The last she truly remembered was their argument and how he must hate her now.
May came into the room with a tray. “A nice cup of tea will set things straight.”
“All the tea in the world cannot change what I did.”
“Come now. It isn’t as bad as all that. Lady Marianne told me the duke found it quite amusing.”
Lucinda groaned loudly and pulled the covers back over her head. Mortified that her memory of him carrying her was unfortunately true. What must he think of her? What must they all think? If that were true, were her other dreams true too?

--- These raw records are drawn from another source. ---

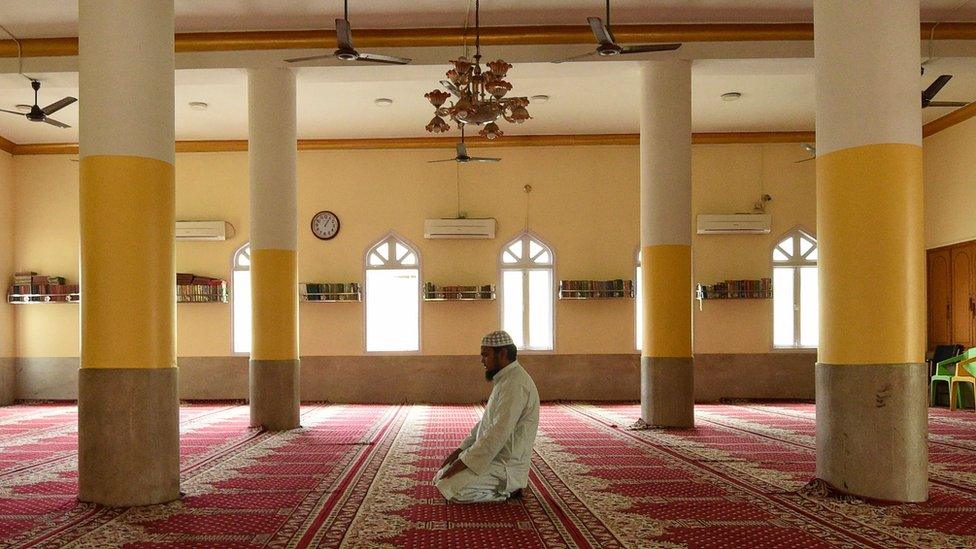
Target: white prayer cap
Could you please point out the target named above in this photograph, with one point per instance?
(498, 338)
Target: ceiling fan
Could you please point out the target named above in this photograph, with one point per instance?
(810, 149)
(37, 114)
(608, 45)
(346, 52)
(462, 154)
(929, 93)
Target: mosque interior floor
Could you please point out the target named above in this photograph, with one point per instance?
(358, 476)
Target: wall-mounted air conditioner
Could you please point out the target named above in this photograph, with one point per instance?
(200, 230)
(734, 223)
(459, 228)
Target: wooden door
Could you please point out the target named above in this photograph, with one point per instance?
(961, 293)
(939, 284)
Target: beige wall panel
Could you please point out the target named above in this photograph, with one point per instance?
(584, 204)
(949, 161)
(7, 266)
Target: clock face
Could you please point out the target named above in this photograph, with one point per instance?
(325, 225)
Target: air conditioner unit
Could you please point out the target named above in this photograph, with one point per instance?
(734, 224)
(459, 228)
(200, 230)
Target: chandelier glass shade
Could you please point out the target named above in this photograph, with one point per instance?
(479, 95)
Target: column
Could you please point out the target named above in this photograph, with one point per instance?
(871, 379)
(128, 409)
(667, 379)
(272, 154)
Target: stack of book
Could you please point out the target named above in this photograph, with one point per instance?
(448, 292)
(737, 289)
(330, 291)
(28, 286)
(582, 289)
(191, 288)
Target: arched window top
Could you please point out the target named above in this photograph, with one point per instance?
(526, 250)
(795, 248)
(392, 252)
(242, 258)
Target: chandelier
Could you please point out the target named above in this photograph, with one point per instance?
(479, 95)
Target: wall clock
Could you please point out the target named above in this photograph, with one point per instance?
(325, 225)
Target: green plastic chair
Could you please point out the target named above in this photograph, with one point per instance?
(944, 372)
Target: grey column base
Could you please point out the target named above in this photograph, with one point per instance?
(872, 430)
(128, 436)
(275, 394)
(668, 392)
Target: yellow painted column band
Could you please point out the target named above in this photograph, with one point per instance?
(872, 258)
(274, 304)
(666, 272)
(128, 272)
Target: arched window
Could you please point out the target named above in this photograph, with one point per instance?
(639, 304)
(796, 309)
(392, 296)
(241, 298)
(526, 265)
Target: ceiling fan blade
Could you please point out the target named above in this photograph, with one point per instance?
(343, 34)
(451, 88)
(935, 86)
(310, 58)
(575, 57)
(58, 105)
(600, 31)
(54, 122)
(650, 47)
(946, 104)
(377, 58)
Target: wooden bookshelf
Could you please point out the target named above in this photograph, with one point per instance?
(330, 292)
(453, 292)
(24, 299)
(596, 289)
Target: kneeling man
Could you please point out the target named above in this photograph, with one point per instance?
(492, 463)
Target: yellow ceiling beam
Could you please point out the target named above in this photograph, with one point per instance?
(528, 35)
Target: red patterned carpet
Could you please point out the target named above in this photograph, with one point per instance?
(357, 476)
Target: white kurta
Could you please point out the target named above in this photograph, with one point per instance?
(498, 450)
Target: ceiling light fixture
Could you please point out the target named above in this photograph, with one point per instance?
(479, 96)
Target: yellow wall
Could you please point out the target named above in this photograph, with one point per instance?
(6, 250)
(584, 204)
(949, 164)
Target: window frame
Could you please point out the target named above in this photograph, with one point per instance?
(794, 261)
(393, 236)
(525, 265)
(242, 250)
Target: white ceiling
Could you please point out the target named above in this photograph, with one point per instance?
(586, 98)
(49, 18)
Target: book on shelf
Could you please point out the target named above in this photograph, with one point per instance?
(330, 291)
(191, 288)
(455, 291)
(29, 286)
(737, 289)
(596, 288)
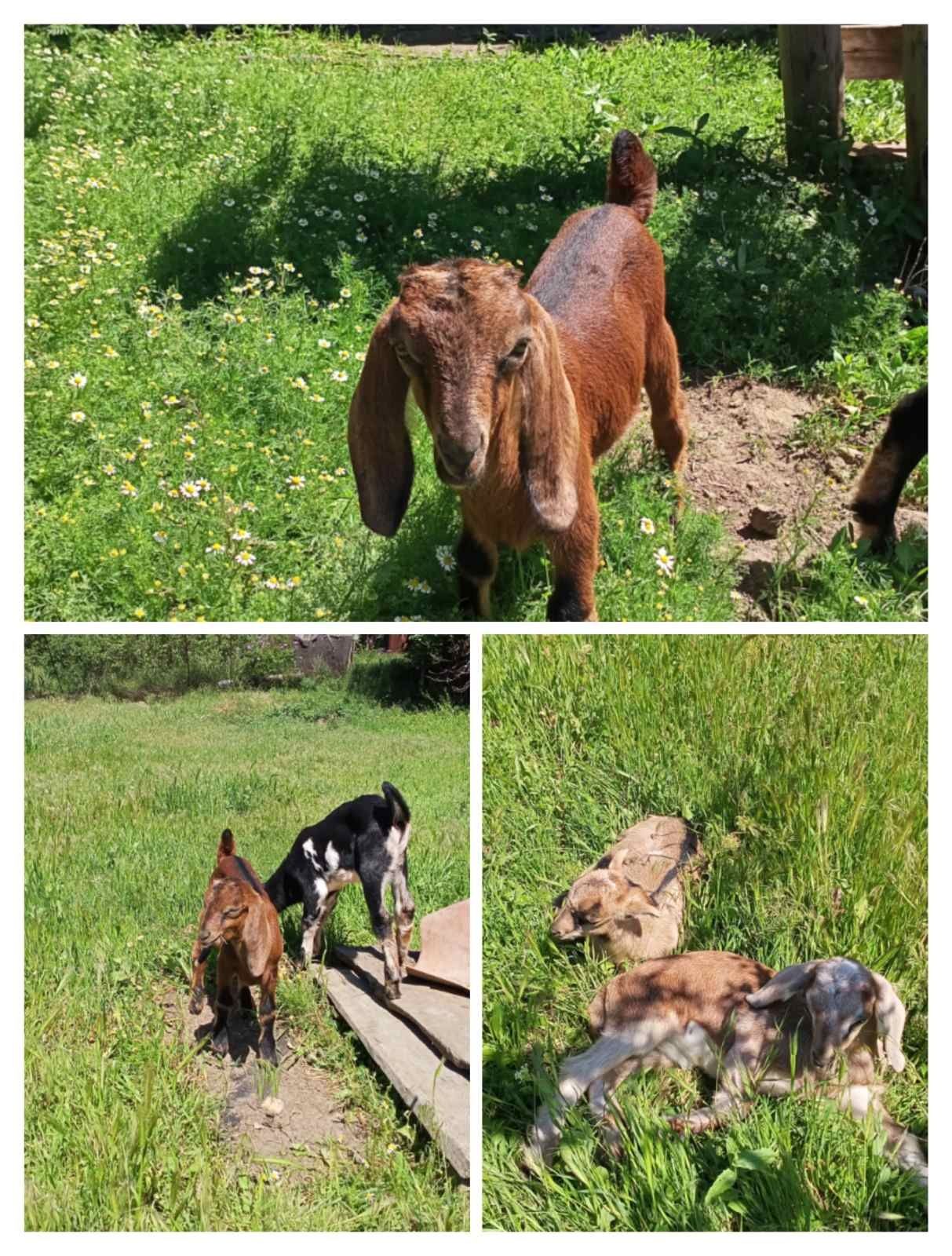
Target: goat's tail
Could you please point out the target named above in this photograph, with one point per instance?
(902, 447)
(632, 177)
(399, 812)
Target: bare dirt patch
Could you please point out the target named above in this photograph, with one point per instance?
(741, 460)
(307, 1130)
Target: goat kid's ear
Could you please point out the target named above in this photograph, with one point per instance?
(640, 902)
(889, 1023)
(377, 435)
(549, 435)
(786, 984)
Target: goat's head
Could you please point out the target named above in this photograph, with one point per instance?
(841, 998)
(596, 902)
(474, 349)
(225, 914)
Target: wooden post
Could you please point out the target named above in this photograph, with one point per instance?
(813, 75)
(916, 43)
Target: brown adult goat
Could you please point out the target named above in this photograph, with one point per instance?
(523, 389)
(239, 918)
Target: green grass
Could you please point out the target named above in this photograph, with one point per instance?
(213, 226)
(801, 761)
(125, 805)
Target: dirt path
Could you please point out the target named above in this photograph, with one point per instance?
(305, 1130)
(741, 460)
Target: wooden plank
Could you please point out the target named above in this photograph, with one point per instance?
(812, 72)
(443, 1015)
(873, 52)
(436, 1094)
(916, 47)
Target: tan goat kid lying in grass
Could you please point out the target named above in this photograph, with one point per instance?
(818, 1027)
(632, 902)
(240, 920)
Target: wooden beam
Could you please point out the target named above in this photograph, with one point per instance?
(916, 46)
(812, 72)
(873, 52)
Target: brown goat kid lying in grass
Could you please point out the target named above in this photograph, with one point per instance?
(524, 389)
(632, 902)
(818, 1027)
(239, 918)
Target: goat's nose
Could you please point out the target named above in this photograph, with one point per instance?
(456, 456)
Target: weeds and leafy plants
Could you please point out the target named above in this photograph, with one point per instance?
(125, 805)
(801, 763)
(213, 226)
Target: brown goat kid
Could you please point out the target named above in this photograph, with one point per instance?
(631, 904)
(239, 918)
(524, 389)
(815, 1027)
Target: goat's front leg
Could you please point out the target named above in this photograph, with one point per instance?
(267, 1048)
(317, 908)
(224, 1002)
(578, 1074)
(662, 382)
(477, 563)
(731, 1099)
(902, 1145)
(383, 931)
(574, 554)
(405, 910)
(200, 958)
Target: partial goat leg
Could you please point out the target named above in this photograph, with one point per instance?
(224, 1002)
(902, 1145)
(316, 912)
(574, 554)
(383, 931)
(405, 911)
(578, 1074)
(662, 382)
(477, 563)
(200, 958)
(265, 1015)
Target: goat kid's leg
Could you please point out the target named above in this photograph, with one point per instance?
(578, 1074)
(267, 1048)
(200, 960)
(405, 910)
(731, 1098)
(477, 563)
(314, 916)
(600, 1098)
(902, 1145)
(574, 554)
(662, 382)
(224, 1002)
(383, 931)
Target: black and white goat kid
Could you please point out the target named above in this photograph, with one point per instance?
(363, 841)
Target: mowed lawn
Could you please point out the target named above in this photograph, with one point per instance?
(213, 225)
(801, 763)
(125, 807)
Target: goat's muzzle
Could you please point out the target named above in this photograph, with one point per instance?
(456, 464)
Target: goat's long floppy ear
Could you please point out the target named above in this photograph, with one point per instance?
(786, 984)
(640, 902)
(377, 433)
(889, 1023)
(549, 435)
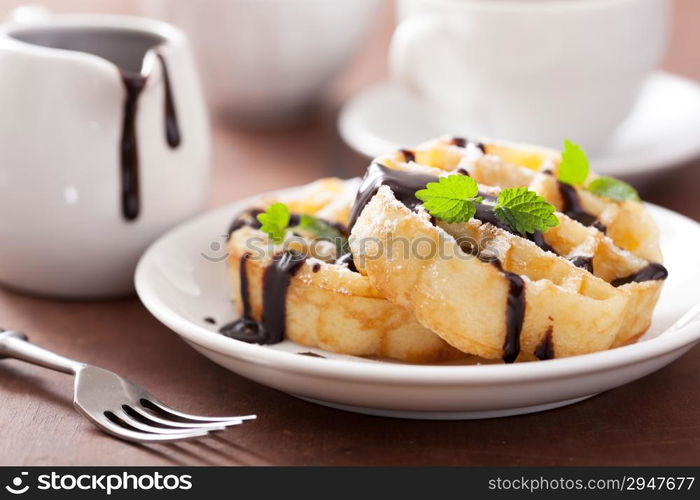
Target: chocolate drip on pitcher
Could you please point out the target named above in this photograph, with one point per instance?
(172, 127)
(572, 205)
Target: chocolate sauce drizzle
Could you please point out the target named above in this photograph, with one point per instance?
(583, 261)
(134, 85)
(545, 349)
(347, 259)
(409, 156)
(172, 126)
(276, 279)
(653, 271)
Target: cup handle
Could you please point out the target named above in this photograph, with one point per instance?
(28, 14)
(403, 56)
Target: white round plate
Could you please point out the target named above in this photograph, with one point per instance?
(661, 131)
(182, 279)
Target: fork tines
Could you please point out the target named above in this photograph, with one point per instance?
(155, 421)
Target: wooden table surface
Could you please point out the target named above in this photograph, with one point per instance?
(654, 421)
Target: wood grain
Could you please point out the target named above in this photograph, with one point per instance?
(653, 421)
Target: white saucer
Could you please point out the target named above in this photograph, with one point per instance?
(662, 130)
(183, 279)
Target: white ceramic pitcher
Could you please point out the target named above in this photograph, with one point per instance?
(104, 144)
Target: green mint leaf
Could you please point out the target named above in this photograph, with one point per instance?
(274, 222)
(451, 199)
(615, 189)
(573, 168)
(525, 211)
(322, 230)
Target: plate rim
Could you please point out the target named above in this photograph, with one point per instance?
(401, 373)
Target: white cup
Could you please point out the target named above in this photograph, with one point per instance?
(269, 62)
(529, 70)
(83, 187)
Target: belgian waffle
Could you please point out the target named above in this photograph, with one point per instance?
(588, 284)
(281, 291)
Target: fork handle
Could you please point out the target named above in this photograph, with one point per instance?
(16, 345)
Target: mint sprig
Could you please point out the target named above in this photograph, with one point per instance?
(574, 166)
(451, 199)
(614, 189)
(275, 220)
(525, 211)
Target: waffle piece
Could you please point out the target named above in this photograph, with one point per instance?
(503, 164)
(316, 301)
(571, 290)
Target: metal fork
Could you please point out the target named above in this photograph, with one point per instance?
(113, 403)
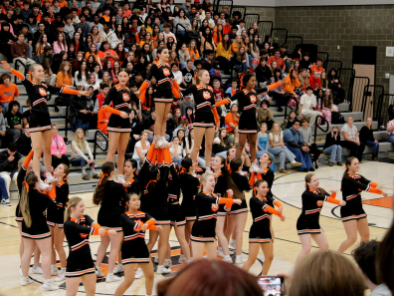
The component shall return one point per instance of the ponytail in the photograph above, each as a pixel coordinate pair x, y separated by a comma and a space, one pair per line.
30, 181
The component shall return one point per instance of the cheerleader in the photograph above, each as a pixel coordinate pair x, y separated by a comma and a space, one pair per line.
154, 200
260, 235
247, 128
40, 121
354, 218
238, 214
177, 218
189, 186
308, 226
167, 87
110, 196
35, 229
55, 219
206, 116
134, 250
80, 266
119, 128
207, 204
264, 172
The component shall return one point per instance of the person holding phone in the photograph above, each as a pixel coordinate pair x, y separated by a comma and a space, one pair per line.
260, 235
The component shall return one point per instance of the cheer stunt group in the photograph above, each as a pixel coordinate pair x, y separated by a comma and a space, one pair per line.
211, 214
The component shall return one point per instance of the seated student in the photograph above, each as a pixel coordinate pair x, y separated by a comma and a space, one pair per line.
58, 148
9, 164
8, 91
293, 140
365, 257
79, 149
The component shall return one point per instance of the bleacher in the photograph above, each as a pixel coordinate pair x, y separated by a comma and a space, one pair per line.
59, 113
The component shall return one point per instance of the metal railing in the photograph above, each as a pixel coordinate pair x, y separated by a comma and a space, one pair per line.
99, 138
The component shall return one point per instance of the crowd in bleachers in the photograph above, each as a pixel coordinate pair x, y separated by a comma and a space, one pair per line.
84, 44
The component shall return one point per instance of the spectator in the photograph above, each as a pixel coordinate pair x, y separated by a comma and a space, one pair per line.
333, 146
365, 256
24, 142
306, 134
58, 148
9, 165
141, 148
14, 121
264, 114
20, 51
293, 140
8, 91
351, 140
307, 103
81, 155
339, 276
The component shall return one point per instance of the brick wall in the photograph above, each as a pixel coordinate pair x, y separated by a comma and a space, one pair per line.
346, 26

Lucinda sat up, horrified. Had she and Tony…? Her stomach roiled at the sudden movement. May took one look at her and came running with the basin she usually used to wash her face. She violently threw up and May, bless her, kept her hair away and rubbed her back as Lucinda groaned in pain and indignity.
“I think a day in bed would be best for you. I’ll let the duchess know you are unwell. I don’t think she will be terribly surprised.”
Wonderful. Just wonderful. She would have cried only she was too busy casting up her accounts.
“I am never drinking again,” she said to May.
May smiled handing her a cloth. “That’s what they all say, miss.”
Lucinda walked withthe two women she had come to adore as they perused the shops on Bond Street. Marianne and her mother oohed and aahed over the various bonnets, ribbons, and lace. She tried hard to join in, but her heart was not in it. She just wanted to crawl under the covers of her bed and wake up a week in the past.
She would not drink the champagne, and she would not fight with Tony, and she most certainly would not have made a fool of herself in front of Dunstan.
She had to put on a cheerful façade. Maintain the status quo. Easier said than done.
“Come along, dear, do not dawdle so.” The dowager glanced at her. “Is it your feet? Do they hurt?”
“A little. It is these new shoes.” A lie. One of many she had told today.
“Let us stop for tea at this cake shop,” Marianne suggested.